Il y a ensuite un aspect fantastique qui baigne tout le film. Le lieutenant Terrien (joué par Benoît Magimel) a plusieurs fois ce rêve prémonitoire de formes floues qui avancent vers lui. Ces corps en mouvement sont associés à un motif bref de flûte, d’abord entendu après la découverte des corps calcinés par le bombardement au napalm. Cet instrument fétiche joué par Alexandre Desplat lui-même évoque l’onirisme de la musique japonaise, les sonorités d’un sakuhachi, et pourrait être celui d’une partition de Toru Takemitsu. Difficile alors de ne pas associer ce moment au cinéma épique d’Akira Kurosawa.

 

Benoit Magimel et Albert Dupontel dans L'Ennemi Intime

 

Cette dimension de rêve propre à la musique du compositeur japonais n’est d’ailleurs pas un cas isolé dans le film. Florent Emilio Siri a beaucoup joué sur cette confusion entre rêve et réalité, le rêve se transformant en cauchemar, la réalité étant tellement épouvantable pour le jeune lieutenant volontaire (les massacres, la répression, la torture,…) qu’elle devient irréelle et le transporte lui-même dans un état second.

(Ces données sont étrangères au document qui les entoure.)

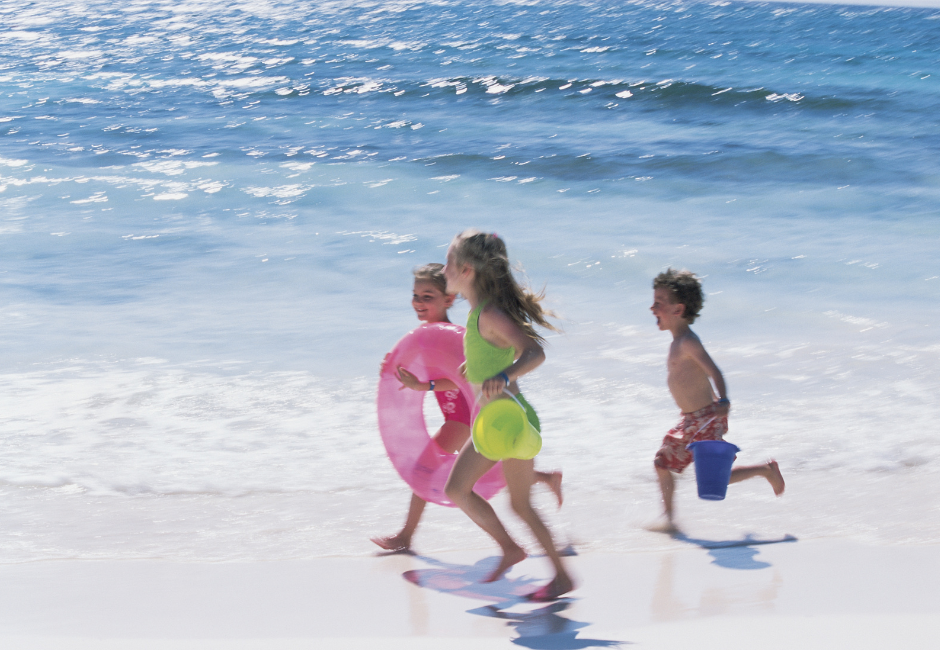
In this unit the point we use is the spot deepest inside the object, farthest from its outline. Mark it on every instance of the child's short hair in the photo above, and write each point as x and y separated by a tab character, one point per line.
685	288
433	273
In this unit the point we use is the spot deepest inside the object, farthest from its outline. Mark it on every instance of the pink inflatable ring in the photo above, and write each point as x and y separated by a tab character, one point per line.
431	351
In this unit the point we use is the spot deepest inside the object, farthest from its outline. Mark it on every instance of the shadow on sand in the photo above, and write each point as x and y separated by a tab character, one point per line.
735	554
538	624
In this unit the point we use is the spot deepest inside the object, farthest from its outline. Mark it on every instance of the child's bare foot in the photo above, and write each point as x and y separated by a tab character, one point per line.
554	484
775	477
393	543
552	591
510	558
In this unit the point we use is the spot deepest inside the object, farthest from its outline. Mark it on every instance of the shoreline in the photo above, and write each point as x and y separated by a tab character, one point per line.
811	593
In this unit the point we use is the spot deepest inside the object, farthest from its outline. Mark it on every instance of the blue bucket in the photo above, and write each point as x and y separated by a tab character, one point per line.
713	459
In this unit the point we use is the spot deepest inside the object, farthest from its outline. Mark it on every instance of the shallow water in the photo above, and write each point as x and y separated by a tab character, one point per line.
210	213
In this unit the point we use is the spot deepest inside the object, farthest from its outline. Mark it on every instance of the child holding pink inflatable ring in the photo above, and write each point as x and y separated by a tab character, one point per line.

Takemitsu était l’une des références demandées par le cinéaste. Il est également un des compositeurs admirés par Desplat. Sa présence se ressent alors dans les harmoniques des cordes, dans ces respirations musicales brèves.

 

Mais la dimension onirique et hypnotique de la partition est également renforcée par l’utilisation des bols et des gongs joués par le compositeur Alain Kremski (frère de Laurent Petitgirard), ou les sonorités électroniques cristallines qui évoquent les verres à eau ou l’harmonica de verre. Les timbres ainsi réalisés, étranges, enveloppent le film et renforcent ce sentiment de désorientation, de perte des repères et des valeurs qui sont celles de Terrien. Nous sommes avec lui, partageant sa douleur face à l’injustice et la cruauté de la guerre. La découverte horrifiée des corps après le massacre du village surveillé par les troupes françaises (Taïda) fait appel par ailleurs à des sonorités plus avant-gardistes et déroutantes, proches des œuvres pour orchestre de György Ligeti comme Atmosphères.

 

L’humanité se rappelle parfois au sein du chaos et de l’obscurité, malgré la marche funèbre, par la plainte récurrente d’un motif ascendant joué par les cordes, la trompette ou le cor, comme un appel vers la transcendance, un questionnement (sans réponse ?). Ce motif, joint à la présentation souvent modifiée du thème principal qui ouvre l’album (de façon bouleversante dans Souvenirs ou tout en retenue au piano dans Grenoble) est signe d’un espoir possible. L’album se clôt malgré tout par la version développée du thème de 1959, comme refermant une parenthèse désenchantée sur l’âme humaine.